Re: [DISCUSS] KIP-82 - Add Record Headers

2016-11-09 Thread radai
im not opposed to the idea of namespace mapping. all im saying is that its
not part of the "mvp" and, since it requires no wire format change, can
always be added later.
also, its not as simple as just configuring MM to do the transform: lets
say i've implemented large message support as {666,1} and on some mirror
target cluster its been remapped to {999,1}. the consumer plugin code would
also need to be told to look for the large message "part X of Y" header
under {999,1}. doable, but tricky.

On Tue, Nov 8, 2016 at 10:29 PM, Gwen Shapira  wrote:

> While you can do whatever you want with a namespace and your code,
> what I'd expect is for each app to namespaces configurable...
>
> So if I accidentally used 666 for my HR department, and still want to
> run RadaiApp, I can config "namespace=42" for RadaiApp and everything
> will look normal.
>
> This means you only need to sync usage inside your own organization.
> Still hard, but somewhat easier than syncing with the entire world.
>
> On Tue, Nov 8, 2016 at 10:07 PM, radai  wrote:
> > and we can start with {namespace, id} and no re-mapping support and
> always
> > add it later on if/when collisions actually happen (i dont think they'd
> be
> > a problem).
> >
> > every interested party (so orgs or individuals) could then register a
> > prefix (0 = reserved, 1 = confluent ... 666 = me :-) ) and do whatever
> with
> > the 2nd ID - so once linkedin registers, say 3, then linkedin devs are
> free
> > to use {3, *} with a reasonable expectation to to collide with anything
> > else. further partitioning of that * becomes linkedin's problem, but the
> > "upstream registration" of a namespace only has to happen once.
> >
> > On Tue, Nov 8, 2016 at 9:03 PM, James Cheng 
> wrote:
> >
> >>
> >>
> >>
> >> > On Nov 8, 2016, at 5:54 PM, Gwen Shapira  wrote:
> >> >
> >> > Thank you so much for this clear and fair summary of the arguments.
> >> >
> >> > I'm in favor of ints.
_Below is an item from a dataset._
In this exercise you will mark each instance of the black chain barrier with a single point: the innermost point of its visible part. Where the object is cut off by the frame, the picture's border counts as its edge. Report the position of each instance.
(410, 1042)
Not a deal-breaker, but in favor.
> >> >
> >> > Even more in favor of Magnus's decentralized suggestion with Roger's
> >> > tweak: add a namespace for headers. This will allow each app to just
> >> > use whatever IDs it wants internally, and then let the admin deploying
> >> > the app figure out an available namespace ID for the app to live in.
> >> > So io.confluent.schema-registry can be namespace 0x01 on my deployment
> >> > and 0x57 on yours, and the poor guys developing the app don't need to
> >> > worry about that.
> >> >
> >>
> >> Gwen, if I understand your example right, an application deployer might
> >> decide to use 0x01 in one deployment, and that means that once the
> message
> >> is written into the broker, it will be saved on the broker with that
> >> specific namespace (0x01).
> >>
> >> If you were to mirror that message into another cluster, the 0x01 would
> >> accompany the message, right? What if the deployers of the same app in
> the
> >> other cluster uses 0x57? They won't understand each other?
> >>
> >> I'm not sure that's an avoidable problem. I think it simply means that
> in
> >> order to share data, you have to also have a shared (agreed upon)
> >> understanding of what the namespaces mean. Which I think makes sense,
> >> because the alternate (sharing *nothing* at all) would mean that there
> >> would be no way to understand each other.
> >>
> >> -James
> >>
> >> > Gwen
> >> >
> >> > On Tue, Nov 8, 2016 at 4:23 PM, radai 
> >> wrote:
> >> >> +1 for sean's document. it covers pretty much all the trade-offs and
> >> >> provides concrete figures to argue about :-)
> >> >> (nit-picking - used the same xkcd twice, also trove has been
> superceded
> >> for
> >> >> purposes of high performance collections: look at
> >> >> https://github.com/leventov/Koloboke)
> >> >>
> >> >> so to sum up the string vs int debate:
> >> >>
> >> >> performance - you can do 140k ops/sec _per thread_ with string
> headers.
> >> you
> >> >> could do x2-3 better with ints. there's no arguing the relative diff
> >> >> between the two, there's only the question of whether or not _the
> rest
> >> of
> >> >> kafka_ operates fast enough to care. if we want to make choices
> solely
> >> >> based on performance we need ints. if we are willing to
> >> settle/compromise
> >> >> for a nicer (to some) API than strings are good enough for the
> current
> >> >> state of affairs.
> >> >>
> >> >> message size - with batching and compression it comes down to a ~5%
> >> >> difference (internal testing, not in the doc. maybe would help
> adding if
> >> >> this becomes a point of contention?). this means it wont really
> affect
> >> >> kafka in "throughput mode" (large, compressed batches). in "low
> latency"
> >> >> mode (meaning less/no batching and compression) the difference can be
> >> >> extreme (it'll easily be an order of magnitude with small payloads
> like
> >> >> stock ticks and header keys of the form
> >> >> "com.acme.infraTeam.kafka.hiMom.auditPlugin"). we have a few such
> >> topics at
> >> >> linkedin wher